Es war auf dem Weg in den Schweden-Urlaub. Ich war ungefähr sieben Jahre alt damals. Meine Eltern hatten wie immer vorgesorgt, um uns zwei Kinder bei Laune zu halten. Mit zwei Tüten Haribo: Phantasia (die mit nur Weingummi) und Colorrado (die mit den undefinierbaren Lakritz-Dingern drin). Die Zeitintervalle zur Haribo-Ausgabe waren streng festlegt, konnten aber durch beharrliches Quengeln verkürzt werden: "Wann sind wir denn endlich da?"
Schon raschelte die Bonbon-Tüte wohlig im Beifahrerfußraum. Kurz darauf kam der gute Zuckerrausch.
Doch einmal entglitt meiner Mutter die Situation. Und das kam so:
Sie hatte uns die Phantasia-Tüte nach hinten gereicht und meine Schwester und ich wühlten eilig darin herum. Und wie wir so wühlten, durchzog mich plötzlich der Blitz der Begeisterung. Ich hielt in klebrigen Händen: einen grünen Elefanten! Was? So musste sich damals Kolumbus gefühlt haben. Noch nie hatte ich einen Elefanten aus Weingummi gesehen. Und jetzt hielt ich persönlich einen in Händen - von Haribo! In grün!
Mein Vater hätte unseren alten Citroën vor Schreck fast in den Graben gelenkt, als ich schrie: "GUCKT MAL HIER!" - mit dem grünen Elefanten in der zum Autohimmel gereckten Hand.
Mein Herz tanzte wild voller Stolz, als meine Mutter nach meiner Trophäe griff und sie beäugte. Und dann - dann warf sie sich meinen kleinen grünen Elefanten in den Schlund.
"NEEEEEEIN. WAS MACHST DU DENN DA?"
"War das nicht für mich?", mampfte sie.
"NATÜRLICH NICHT. DAS WAR EIN ELEFANT!"
Ich war außer mir. Noch stundenlang. Die Ferien begannen denkbar ungünstig.
Das kann passieren, wenn ungleich gestrickte Haribo-Typen aufeinander prallen. In diesem Fall der verspielte Nasch-Ästhet (ich) und der Hautpsache-süß-Typ (meine Mutter). Das passt einfach nicht.





Und Sie so? Wie sieht es in Ihrem Umfeld aus? Machen Sie mal die Probe. Stellen Sie eine Schale mit Colorrado hin und lassen Sie die Geier kreisen. Ich behaupte: Sternzeichen sind Quatsch. Aber Colorrado sagt wirklich was über die Kollegen aus.

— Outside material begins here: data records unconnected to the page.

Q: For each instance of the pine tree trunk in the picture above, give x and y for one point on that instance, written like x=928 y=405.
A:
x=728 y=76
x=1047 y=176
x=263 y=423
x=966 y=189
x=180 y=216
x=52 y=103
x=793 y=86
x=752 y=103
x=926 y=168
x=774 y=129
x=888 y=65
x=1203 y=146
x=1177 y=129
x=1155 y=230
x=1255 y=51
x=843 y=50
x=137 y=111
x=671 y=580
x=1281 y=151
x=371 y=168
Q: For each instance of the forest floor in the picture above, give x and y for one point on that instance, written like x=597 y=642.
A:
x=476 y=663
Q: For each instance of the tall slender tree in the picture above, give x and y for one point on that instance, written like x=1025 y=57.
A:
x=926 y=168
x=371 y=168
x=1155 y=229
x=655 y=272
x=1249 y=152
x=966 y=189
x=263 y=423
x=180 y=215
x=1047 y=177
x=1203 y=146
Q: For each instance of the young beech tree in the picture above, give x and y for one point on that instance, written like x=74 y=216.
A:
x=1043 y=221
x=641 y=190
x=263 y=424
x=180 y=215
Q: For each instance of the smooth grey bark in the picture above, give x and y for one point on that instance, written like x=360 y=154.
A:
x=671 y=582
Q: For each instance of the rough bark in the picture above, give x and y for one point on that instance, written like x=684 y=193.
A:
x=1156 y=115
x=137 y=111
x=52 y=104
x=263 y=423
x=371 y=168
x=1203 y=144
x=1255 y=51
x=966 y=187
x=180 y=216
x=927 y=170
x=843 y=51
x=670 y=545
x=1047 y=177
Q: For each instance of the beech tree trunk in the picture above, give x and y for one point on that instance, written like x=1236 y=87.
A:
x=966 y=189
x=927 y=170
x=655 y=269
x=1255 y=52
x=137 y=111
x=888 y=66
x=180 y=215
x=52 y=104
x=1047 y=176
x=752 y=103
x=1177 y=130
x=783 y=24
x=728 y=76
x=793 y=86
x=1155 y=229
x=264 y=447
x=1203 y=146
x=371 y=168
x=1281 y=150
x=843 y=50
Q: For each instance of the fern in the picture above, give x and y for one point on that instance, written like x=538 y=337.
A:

Eine kleine Haribo-Typologie:
Der Nasch-Ästhet
Solche Leute halten beim Griff in die Bonboniere gerne den ganzen Betrieb auf. Der Nasch-Ästhet weiß genau, welche Gummibärchen-Farbe für welchen Geschmack steht ("Grün war früher Erdbeer, heute ist es Apfel. Seit 2007 ist Erdbeere hellrot. Dunkelrot war immer schon Himbeer.") und sagt Sachen wie: "Beim Lakritz-Konfekt mag ich die Quader lieber als die Rollen. Da platzt die Ummantelung nicht so ruppig ab."
Er kauft Haribo schon deshalb, weil auf der Packung steht: "Limitierte Auflage. Jetzt mit blauen Vampiren". Denn er möchte es im Mund erleben.
Nasch-Ästheten sind oft Web-Designer, Maskenbildnerinnen kurz vor der Rente oder Berufstaucher.
Niemals Naschästheten: Gardinen-Verkäufer und Piloten der Lufthansa.